It has always been hard to know what or who to believe.
We all have our tendencies to believe the best of some people and the worst of others. This works for groups as well. If it is a group we like, we look for the best examples and omit the rest.
If it is a group we do not like, we look for the worst examples and omit the rest. Perhaps that is overstating it a little, but we all have our prejudices.
We also play the game, “I know you are but what am I?” when our group or part is attacked. It is never enough to admit the wrong and make changes for the better. What tends to happen is something like, well, that is not as bad as what you did. This is typical when we play the game of blaming each other rather than addressing the problem.
I am one who believes that, in spite of what we may hear, there are many good people making sincere and productive efforts to make changes for the better. There are many people, maybe even most, who get up every day and try to solve problems, knowing that there are others who are simply looking to escape responsibility by casting blame or complaining.
The book of Numbers in the Old Testament tells of the trouble Israel had going through the wilderness. It all begins well enough, but when we get to chapter 11 the people began to complain about their misfortunes, which are not enumerated and somewhat puzzling given their rescue and freedom.
The real trouble, however, began with a minority called, “the rabble” (11:4). After that we read of one rebellious event after another, none of which were started by a majority.
We read of an incident in the New Testament when Paul was in Thessalonica. He preached and convinced some people to believe. There were some who became jealous of Paul’s success and gathered a crowd of rabble to cause trouble. When they could not find Paul, they attacked an innocent man. (Acts 17:1-9).
It only takes a few who have an agenda, or just want to cause trouble, to drag the rest of us through one mess after another. There is often just enough legitimate aggravation along with just enough distorted truth for the “rabble” to get a hearing and turn a problem into a crisis.
It is no secret that we now have technology available that will continue to feed what we want to believe about ourselves and about others. This is a time for wisdom, critical thinking, and learning to trust faithful witnesses while rejecting others. We have become so overwhelmed with some agendas (in many cases quite legitimate) that it is possible to become incapable of hearing anything but what we want to hear.

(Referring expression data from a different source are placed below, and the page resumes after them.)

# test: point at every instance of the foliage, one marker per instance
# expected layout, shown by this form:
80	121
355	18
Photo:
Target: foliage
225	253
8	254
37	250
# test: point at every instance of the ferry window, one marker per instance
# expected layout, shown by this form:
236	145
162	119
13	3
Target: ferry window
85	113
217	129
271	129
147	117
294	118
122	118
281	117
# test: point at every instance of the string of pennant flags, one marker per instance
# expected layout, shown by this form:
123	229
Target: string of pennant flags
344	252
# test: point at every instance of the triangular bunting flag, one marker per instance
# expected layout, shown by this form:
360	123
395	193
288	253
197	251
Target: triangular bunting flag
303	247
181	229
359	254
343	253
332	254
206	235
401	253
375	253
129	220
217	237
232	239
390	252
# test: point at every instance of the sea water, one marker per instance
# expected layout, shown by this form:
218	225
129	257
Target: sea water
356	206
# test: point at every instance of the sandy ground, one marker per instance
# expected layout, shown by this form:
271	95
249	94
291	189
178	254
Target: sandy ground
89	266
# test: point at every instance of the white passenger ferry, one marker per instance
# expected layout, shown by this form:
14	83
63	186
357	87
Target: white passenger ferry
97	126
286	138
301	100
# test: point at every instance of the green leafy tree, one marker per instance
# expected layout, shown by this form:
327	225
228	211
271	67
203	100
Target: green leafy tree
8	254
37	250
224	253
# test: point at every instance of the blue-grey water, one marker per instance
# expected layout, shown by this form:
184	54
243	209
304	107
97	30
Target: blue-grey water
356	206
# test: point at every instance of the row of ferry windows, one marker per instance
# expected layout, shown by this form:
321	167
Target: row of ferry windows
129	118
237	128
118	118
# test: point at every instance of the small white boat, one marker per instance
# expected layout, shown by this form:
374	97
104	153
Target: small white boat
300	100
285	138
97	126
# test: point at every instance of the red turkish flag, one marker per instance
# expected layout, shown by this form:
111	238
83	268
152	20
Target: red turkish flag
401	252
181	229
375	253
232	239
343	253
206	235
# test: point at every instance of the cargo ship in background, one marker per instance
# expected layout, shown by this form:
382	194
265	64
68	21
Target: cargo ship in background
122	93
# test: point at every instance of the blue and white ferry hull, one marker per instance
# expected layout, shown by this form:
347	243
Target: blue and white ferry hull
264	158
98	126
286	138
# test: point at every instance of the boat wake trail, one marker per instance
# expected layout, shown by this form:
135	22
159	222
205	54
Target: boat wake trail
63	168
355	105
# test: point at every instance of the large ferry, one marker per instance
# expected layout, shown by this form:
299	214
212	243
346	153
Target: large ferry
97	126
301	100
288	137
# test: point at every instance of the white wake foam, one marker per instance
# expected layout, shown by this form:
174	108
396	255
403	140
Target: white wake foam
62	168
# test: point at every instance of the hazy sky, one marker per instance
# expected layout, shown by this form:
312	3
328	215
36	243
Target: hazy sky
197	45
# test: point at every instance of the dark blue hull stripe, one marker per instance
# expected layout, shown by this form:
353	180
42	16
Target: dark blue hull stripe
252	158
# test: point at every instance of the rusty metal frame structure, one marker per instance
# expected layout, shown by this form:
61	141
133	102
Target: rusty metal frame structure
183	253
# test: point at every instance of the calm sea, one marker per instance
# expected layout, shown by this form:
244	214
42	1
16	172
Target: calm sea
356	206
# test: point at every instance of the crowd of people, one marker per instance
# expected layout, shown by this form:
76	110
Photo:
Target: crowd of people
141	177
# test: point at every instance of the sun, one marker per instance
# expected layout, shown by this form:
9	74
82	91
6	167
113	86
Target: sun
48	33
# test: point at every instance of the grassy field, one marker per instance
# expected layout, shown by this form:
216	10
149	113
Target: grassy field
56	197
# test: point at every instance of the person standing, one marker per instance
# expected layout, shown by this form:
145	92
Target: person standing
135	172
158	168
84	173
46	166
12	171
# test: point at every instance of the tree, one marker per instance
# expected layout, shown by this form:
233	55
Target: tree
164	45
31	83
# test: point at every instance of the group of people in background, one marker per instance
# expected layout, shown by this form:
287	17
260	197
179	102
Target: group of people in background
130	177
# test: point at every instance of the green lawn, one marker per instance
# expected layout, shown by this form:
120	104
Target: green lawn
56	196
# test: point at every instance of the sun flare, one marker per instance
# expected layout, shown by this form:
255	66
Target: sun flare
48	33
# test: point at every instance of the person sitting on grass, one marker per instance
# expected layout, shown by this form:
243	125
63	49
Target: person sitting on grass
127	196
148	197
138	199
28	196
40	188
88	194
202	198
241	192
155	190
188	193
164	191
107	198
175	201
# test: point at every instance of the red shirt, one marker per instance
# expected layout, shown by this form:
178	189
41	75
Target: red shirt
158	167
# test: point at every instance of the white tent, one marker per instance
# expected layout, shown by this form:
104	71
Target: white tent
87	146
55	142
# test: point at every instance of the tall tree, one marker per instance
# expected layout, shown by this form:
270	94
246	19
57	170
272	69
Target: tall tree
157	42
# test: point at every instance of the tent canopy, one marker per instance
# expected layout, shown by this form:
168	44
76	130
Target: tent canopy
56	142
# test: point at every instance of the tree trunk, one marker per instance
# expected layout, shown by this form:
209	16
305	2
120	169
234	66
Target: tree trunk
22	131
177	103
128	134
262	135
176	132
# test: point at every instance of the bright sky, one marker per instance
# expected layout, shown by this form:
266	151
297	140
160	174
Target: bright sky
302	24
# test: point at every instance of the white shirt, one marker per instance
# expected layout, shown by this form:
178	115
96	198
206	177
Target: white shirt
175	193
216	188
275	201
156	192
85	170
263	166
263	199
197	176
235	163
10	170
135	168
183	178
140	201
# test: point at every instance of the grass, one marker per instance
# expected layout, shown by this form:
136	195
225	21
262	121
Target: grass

In “The Magician’s Nephew”, C.S. Lewis wrote, “Of course it can’t really have been singing,” he thought, “I must have imagined it... . Who ever heard of a lion singing?” And the longer and more beautiful the Lion sang, the harder Uncle Andrew tried to make himself believe that he could hear nothing but roaring. Now the trouble about trying to make yourself stupider than you really are is that you very often succeed. . . He soon did hear nothing but roaring in Aslan’s song. Soon he couldn’t have heard anything else even if he had wanted to.”
It is one thing to be part of the rabble that stirs things up. It is quite another to be part of that much larger group that is quite willing to share exaggerated, unverified, or patently false or out of context “news.” Proverbs 14:5 says, “A faithful witness does not lie, but a false witness breathes out lies.”
The Roman historian Tacitus (A.D. 56-120), who lived in a time when truth-telling might get one killed says this in the opening chapter of “Histories,”
“Truth suffered in more ways than one. To an understandable ignorance of policy, which now lay outside public control, was in due course added a passion for flattery, or else a hatred of autocrats. Thus neither school bothered about posterity, for the one was bitterly alienated and the other deeply committed. But whereas the reader can easily discount the bias of the time-serving historian, detraction and spite find a ready audience. Adulation bears the ugly taint of subservience, but malice gives the false impression of being independent. . . But partiality and hatred towards any man are equally inappropriate in a writer who claims to be honest and reliable.” (Histories, Book 1:1).
We need faithful witnesses and cautious eyes and ears today — always have.